China will force a French journalist who criticised its treatment of its Muslim Uighur minority to leave the country, her employer, the weekly l'Obs news magazine, says.
The press visa of Ursula Gauthier, the magazine's Beijing correspondent, expires on December 31 and Beijing has refused to grant an extension, saying a report she wrote supports acts of violence by Uighurs that China considers terrorist activity.
The story, dated November 18, suggested that China was using last month's Paris attacks to justify crackdowns on Uighur people in northwest China's Xinjiang region.
Hundreds have been killed in recent years in the region, beset by ethnic tensions that Uighur groups blame on repressive government policies while China denies any human rights abuses and says it faces a campaign from Islamist radicals and separatists.
L'Obs said Gauthier was the subject of editorials in state-controlled media and even death threats after her article was published.

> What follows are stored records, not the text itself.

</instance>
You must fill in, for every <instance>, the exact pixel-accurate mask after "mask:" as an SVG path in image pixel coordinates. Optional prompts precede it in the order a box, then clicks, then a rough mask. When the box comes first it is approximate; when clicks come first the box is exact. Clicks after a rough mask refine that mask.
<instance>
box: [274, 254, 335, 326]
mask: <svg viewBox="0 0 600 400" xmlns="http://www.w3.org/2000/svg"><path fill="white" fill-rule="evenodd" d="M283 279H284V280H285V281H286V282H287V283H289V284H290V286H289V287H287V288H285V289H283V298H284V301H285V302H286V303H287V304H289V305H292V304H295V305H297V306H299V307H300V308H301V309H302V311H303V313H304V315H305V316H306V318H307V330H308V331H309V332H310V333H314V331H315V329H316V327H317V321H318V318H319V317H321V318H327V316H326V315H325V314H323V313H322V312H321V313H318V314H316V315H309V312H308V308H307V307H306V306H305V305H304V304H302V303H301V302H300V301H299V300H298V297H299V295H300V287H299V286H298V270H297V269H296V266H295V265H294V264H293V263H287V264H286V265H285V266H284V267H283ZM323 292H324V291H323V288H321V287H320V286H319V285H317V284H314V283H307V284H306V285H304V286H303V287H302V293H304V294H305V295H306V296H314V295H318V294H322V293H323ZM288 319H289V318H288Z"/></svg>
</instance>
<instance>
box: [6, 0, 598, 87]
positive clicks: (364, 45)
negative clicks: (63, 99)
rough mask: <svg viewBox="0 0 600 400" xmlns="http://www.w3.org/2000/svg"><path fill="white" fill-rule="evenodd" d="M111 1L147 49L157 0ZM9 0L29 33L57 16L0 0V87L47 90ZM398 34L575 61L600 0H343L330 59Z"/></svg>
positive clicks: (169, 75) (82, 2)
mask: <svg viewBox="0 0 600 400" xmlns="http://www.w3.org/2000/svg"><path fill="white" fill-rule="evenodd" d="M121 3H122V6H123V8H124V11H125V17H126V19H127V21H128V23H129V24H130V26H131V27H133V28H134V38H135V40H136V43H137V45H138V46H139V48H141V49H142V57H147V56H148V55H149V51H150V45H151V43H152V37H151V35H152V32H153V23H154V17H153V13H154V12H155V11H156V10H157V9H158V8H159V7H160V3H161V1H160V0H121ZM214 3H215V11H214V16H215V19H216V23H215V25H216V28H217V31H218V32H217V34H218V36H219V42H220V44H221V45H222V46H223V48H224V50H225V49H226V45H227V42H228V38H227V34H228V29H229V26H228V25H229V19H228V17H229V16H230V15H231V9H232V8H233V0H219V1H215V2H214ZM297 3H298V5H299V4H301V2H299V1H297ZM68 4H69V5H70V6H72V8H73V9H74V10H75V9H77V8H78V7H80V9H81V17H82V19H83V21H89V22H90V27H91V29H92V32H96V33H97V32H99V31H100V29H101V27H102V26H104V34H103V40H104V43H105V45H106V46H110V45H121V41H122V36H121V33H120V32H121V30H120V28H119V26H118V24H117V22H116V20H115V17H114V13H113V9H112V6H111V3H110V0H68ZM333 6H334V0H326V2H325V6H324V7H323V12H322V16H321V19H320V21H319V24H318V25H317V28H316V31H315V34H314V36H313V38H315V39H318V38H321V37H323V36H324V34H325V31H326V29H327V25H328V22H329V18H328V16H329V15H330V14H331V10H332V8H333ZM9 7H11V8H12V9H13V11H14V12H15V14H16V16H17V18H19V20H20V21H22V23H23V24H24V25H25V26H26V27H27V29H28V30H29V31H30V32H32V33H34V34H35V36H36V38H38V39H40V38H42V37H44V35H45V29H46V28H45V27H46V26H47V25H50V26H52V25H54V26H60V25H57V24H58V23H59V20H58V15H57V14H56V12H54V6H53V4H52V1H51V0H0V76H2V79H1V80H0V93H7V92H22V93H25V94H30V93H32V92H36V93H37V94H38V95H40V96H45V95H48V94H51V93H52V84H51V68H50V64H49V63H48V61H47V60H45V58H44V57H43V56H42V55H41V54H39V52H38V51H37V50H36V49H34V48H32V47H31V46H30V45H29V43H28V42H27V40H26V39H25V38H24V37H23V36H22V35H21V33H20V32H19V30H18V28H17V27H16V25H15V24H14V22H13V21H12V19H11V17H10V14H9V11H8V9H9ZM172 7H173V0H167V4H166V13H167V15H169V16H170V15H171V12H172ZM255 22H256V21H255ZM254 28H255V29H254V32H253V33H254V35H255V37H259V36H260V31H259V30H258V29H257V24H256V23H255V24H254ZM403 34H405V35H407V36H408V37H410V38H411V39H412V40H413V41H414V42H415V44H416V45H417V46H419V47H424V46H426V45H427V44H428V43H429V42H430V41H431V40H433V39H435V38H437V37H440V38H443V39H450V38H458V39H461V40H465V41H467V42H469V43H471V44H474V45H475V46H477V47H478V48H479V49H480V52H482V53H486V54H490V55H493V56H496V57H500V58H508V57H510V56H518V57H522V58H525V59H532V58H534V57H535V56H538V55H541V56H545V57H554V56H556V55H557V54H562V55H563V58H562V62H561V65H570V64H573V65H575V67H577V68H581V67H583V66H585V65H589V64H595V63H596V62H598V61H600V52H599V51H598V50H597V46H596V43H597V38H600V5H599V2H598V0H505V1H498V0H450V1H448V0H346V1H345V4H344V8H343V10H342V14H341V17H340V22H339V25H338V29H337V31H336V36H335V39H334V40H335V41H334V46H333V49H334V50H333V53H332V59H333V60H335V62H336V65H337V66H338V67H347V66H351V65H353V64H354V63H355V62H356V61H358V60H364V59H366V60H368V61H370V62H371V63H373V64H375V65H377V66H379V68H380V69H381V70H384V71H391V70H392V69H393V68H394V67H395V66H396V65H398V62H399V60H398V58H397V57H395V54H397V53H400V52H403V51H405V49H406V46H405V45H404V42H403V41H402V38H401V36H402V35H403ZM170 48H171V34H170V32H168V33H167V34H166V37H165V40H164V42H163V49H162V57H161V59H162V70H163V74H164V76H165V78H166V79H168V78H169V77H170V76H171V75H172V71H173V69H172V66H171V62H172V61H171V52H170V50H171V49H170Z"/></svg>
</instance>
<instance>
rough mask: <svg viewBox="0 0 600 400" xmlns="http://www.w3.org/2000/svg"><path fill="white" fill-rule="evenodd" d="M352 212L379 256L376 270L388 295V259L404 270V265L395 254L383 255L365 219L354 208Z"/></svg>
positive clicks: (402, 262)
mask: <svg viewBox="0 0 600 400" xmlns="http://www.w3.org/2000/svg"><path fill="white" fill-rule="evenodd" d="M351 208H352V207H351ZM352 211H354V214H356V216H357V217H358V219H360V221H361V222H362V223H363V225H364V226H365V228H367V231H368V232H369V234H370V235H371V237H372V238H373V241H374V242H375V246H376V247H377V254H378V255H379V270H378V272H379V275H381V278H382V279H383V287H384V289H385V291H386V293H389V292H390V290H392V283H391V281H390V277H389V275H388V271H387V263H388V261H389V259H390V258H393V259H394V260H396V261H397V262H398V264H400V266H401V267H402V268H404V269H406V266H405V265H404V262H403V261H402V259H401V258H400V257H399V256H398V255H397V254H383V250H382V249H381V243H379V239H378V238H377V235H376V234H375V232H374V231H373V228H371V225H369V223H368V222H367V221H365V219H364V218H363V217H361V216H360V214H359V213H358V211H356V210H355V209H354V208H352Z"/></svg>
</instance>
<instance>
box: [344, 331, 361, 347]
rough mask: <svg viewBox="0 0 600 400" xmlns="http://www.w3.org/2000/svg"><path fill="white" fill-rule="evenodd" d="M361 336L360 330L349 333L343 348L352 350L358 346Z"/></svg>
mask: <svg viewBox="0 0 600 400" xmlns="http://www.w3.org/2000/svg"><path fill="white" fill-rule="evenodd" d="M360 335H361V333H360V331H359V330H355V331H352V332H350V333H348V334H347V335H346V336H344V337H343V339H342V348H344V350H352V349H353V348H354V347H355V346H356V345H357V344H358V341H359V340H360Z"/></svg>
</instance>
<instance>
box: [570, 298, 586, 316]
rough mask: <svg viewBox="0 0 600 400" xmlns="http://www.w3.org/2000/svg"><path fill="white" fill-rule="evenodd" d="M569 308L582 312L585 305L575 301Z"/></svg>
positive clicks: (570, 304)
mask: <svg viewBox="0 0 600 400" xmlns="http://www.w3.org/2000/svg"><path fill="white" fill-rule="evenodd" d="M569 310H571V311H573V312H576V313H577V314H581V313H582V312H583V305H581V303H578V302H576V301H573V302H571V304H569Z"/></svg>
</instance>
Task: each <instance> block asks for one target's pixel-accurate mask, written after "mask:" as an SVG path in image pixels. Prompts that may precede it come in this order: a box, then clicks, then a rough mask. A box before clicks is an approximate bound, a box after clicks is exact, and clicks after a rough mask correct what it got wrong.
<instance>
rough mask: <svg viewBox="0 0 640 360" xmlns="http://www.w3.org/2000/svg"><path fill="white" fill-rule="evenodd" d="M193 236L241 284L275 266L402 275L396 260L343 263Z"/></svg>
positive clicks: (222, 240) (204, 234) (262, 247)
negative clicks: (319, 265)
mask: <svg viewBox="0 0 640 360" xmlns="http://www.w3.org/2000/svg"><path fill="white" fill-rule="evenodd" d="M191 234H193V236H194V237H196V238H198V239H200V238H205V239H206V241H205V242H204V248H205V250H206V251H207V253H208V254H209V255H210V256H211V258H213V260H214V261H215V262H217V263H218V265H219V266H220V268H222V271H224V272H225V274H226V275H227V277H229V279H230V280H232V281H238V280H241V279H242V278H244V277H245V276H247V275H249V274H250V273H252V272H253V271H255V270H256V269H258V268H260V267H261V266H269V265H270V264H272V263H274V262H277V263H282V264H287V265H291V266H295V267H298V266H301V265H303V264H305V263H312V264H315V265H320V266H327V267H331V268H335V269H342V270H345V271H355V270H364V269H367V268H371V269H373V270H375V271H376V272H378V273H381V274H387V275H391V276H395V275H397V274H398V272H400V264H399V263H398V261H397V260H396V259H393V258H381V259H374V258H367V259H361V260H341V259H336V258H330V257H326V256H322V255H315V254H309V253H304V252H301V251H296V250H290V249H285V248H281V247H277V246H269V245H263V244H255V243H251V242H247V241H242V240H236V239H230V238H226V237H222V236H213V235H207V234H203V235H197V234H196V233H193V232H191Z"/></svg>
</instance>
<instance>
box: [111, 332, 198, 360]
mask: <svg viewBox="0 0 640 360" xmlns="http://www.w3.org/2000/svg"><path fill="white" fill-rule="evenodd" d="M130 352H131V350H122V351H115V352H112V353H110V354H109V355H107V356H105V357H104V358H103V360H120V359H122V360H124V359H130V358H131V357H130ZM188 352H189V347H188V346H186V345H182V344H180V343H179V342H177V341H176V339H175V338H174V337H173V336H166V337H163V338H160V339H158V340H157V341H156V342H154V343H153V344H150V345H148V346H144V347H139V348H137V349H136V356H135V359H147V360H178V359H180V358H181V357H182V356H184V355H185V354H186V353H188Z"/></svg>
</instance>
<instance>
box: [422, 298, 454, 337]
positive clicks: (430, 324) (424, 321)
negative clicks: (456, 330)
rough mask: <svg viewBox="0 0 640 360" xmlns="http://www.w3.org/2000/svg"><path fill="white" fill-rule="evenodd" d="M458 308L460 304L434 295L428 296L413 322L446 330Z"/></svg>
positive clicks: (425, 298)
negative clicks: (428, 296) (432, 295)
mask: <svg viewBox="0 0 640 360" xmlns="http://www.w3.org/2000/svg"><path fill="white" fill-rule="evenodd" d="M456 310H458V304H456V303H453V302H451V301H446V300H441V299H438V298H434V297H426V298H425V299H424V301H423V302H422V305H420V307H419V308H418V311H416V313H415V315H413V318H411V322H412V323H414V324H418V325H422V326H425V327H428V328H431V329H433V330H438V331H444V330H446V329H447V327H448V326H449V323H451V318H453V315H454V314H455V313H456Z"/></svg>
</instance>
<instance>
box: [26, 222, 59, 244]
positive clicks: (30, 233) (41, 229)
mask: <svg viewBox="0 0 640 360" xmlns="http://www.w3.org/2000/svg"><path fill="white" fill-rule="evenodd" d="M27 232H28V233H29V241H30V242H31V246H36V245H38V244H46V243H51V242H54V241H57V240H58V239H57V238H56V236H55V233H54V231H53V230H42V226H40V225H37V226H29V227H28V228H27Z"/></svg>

A Chinese foreign ministry spokesman, Lu Kang, said the article "openly supports terrorist activity, the killing of innocents and has outraged the Chinese public". His comments appeared in a question-and-answer posted on the ministry's website on Saturday.
Lu added that because Gauthier did not make a public apology, she could not work in China.
L'Obs, which changed its name from Le Nouvel Observateur in October 2014, said on Friday it stood by its correspondent.
It wrote in an editorial that China's refusal to extend her visa represented a "major incident" at a time when France and China were strengthening their economic, cultural and diplomatic ties.
The French foreign ministry on Friday issued a terse statement in which it regretted that her visa was not renewed. "France would like to remind how important it is for journalists to be able to work everywhere in the world," it said.